4.5. Limitations and Future Directions

Some limitations in the current study have been observed. First, the findings indicated that the predictive model can only predict the risk of early neonatal hypoglycemia within the first four hours after birth. High-risk neonates may develop hypoglycemia beyond this period. Second, we collected our data from a single medical center in Southern Taiwan. The study population is not sufficiently large. Therefore, our model may not be generalizable to other populations or regions. Third, while our model demonstrated clinical validation with a predictive accuracy of 70.4% and a sensitivity of 100%, the specificity was 68.8%. This indicates that the model correctly identified 68.8% of newborns who did not have hypoglycemia, but 31.2% were falsely identified as at risk.

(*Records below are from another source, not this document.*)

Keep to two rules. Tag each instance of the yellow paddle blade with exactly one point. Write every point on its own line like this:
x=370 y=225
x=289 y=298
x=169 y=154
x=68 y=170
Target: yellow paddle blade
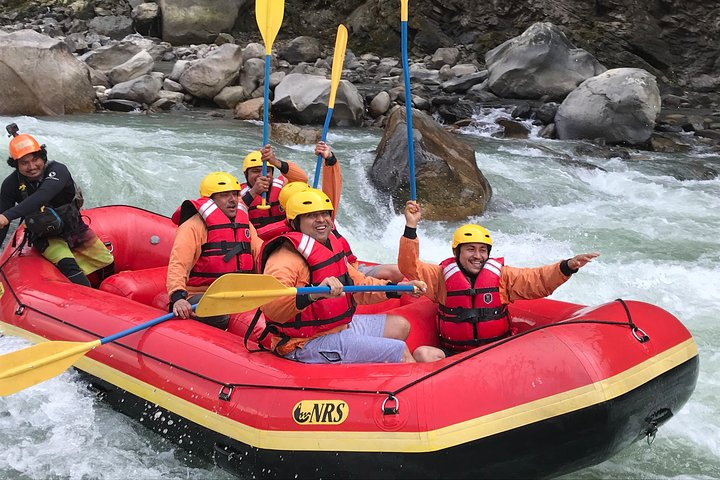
x=240 y=292
x=269 y=14
x=30 y=366
x=338 y=60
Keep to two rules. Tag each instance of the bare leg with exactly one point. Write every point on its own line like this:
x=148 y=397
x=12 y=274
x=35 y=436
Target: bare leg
x=407 y=356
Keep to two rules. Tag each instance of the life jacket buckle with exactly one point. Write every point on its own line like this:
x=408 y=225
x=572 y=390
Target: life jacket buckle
x=225 y=392
x=390 y=410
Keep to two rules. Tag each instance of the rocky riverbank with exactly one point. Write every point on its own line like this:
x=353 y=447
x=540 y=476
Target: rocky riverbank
x=464 y=57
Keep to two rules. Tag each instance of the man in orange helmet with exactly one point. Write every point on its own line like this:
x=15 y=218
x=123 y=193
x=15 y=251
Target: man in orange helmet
x=214 y=237
x=472 y=289
x=45 y=195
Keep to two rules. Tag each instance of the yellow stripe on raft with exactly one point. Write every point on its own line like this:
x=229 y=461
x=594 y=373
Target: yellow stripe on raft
x=406 y=442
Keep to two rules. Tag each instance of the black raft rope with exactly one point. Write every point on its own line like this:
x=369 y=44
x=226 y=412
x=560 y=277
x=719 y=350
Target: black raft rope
x=227 y=388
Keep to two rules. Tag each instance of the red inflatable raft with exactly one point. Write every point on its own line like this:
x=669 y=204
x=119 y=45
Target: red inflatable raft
x=576 y=384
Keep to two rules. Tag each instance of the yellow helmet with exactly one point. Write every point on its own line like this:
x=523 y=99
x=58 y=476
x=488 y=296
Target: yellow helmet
x=471 y=233
x=289 y=190
x=307 y=201
x=252 y=159
x=217 y=182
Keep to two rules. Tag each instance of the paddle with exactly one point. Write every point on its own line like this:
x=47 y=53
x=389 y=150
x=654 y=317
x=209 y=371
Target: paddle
x=240 y=292
x=408 y=96
x=269 y=14
x=30 y=366
x=338 y=59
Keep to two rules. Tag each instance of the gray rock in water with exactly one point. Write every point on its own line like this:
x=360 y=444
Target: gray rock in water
x=39 y=76
x=618 y=106
x=449 y=184
x=539 y=63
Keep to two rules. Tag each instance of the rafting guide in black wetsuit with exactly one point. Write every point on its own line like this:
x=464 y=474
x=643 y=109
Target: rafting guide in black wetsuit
x=44 y=195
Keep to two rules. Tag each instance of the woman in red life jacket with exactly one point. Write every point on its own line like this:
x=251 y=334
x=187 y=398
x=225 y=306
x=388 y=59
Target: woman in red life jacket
x=322 y=328
x=214 y=237
x=255 y=185
x=472 y=289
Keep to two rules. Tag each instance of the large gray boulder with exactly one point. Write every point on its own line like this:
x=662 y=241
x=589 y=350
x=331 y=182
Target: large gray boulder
x=110 y=56
x=39 y=76
x=304 y=99
x=144 y=89
x=619 y=106
x=539 y=63
x=198 y=21
x=449 y=183
x=140 y=64
x=205 y=78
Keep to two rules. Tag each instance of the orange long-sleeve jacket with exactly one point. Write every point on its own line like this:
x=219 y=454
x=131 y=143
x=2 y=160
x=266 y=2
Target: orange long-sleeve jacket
x=515 y=283
x=290 y=269
x=190 y=236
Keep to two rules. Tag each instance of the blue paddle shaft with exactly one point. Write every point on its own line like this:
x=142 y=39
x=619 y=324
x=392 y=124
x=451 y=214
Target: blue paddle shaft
x=357 y=288
x=318 y=165
x=137 y=328
x=408 y=111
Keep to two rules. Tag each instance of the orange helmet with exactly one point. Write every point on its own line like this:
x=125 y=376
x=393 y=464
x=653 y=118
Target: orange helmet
x=23 y=144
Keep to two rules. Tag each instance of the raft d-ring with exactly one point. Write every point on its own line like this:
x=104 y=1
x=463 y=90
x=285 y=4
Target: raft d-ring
x=640 y=335
x=390 y=410
x=225 y=392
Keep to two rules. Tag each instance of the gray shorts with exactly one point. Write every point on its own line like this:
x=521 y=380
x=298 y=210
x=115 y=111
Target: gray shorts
x=369 y=270
x=361 y=342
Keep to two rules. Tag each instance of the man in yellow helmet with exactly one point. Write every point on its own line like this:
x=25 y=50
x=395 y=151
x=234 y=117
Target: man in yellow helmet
x=256 y=184
x=322 y=328
x=44 y=194
x=472 y=289
x=214 y=237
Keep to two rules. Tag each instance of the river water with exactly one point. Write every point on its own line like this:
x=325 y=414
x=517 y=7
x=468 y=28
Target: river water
x=654 y=218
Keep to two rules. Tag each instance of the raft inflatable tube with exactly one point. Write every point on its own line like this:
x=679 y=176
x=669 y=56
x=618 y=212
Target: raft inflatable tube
x=575 y=386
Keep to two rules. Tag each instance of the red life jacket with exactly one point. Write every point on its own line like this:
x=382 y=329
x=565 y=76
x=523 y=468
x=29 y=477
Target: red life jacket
x=261 y=218
x=472 y=315
x=227 y=249
x=273 y=230
x=326 y=313
x=276 y=229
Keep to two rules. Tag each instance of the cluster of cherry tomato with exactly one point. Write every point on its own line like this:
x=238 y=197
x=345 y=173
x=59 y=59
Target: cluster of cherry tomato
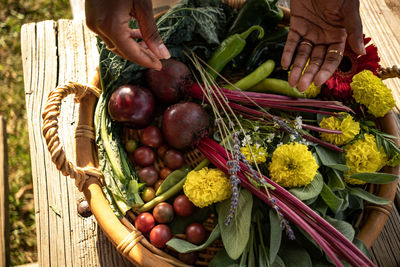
x=163 y=213
x=144 y=157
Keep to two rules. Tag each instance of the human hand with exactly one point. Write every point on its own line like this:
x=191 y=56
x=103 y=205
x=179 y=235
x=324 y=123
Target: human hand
x=318 y=31
x=109 y=19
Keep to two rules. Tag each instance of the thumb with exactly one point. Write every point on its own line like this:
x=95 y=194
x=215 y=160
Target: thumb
x=353 y=25
x=143 y=12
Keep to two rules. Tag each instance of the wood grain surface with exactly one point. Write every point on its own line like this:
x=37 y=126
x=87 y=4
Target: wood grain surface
x=4 y=217
x=56 y=52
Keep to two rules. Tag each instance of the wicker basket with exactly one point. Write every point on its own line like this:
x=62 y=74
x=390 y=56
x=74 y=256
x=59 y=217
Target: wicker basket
x=130 y=242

To address these issues, we plan to undertake the following in our future work. First, we will consider expanding the feature variables to include more detailed maternal health behaviors, nutritional status, and lifestyle data to improve the model’s accuracy and predictive capability. Second, multicenter data collection should be undertaken, covering different regions and multiple healthcare institutions, to validate the model’s applicability and generalizability in diverse clinical settings. Third, we plan to develop dynamic prediction models that can update in real-time according to changes in the newborn’s health status, such as blood glucose levels at different time points, which will enhance early intervention effectiveness. Finally, an external validation using real-world data should be conducted to continuously evaluate and refine the model, ensuring its reliability and practicality across diverse clinical settings.

5. Conclusions

This study is among the few that developed a neonatal hypoglycemia prediction model using 12 easily accessible feature variables from electronic medical records, derived from routinely collected administrative data, demonstrating the potential of such data in medical prediction. Integrating the prediction model with existing HIS and conducting real-world clinical testing is uncommon in the prevailing literature, highlighting the innovation of this study. By establishing a predicted probability threshold, the use of an AI application to provide personalized hypoglycemia risk predictions is an innovative approach that enhances the precision of clinical decision-making, significantly impacting neonatal care.

Overall, this study makes significant contributions to both academia and clinical practice. Our prediction model can assist clinicians in promptly predicting the risk of neonatal hypoglycemia shortly after birth, allowing for timely treatment. Additionally, the implementation of our model could help prevent hypoglycemia, reduce unnecessary blood glucose tests, lower infection risks, alleviate parental anxiety, improve care efficiency, and ultimately reduce healthcare costs.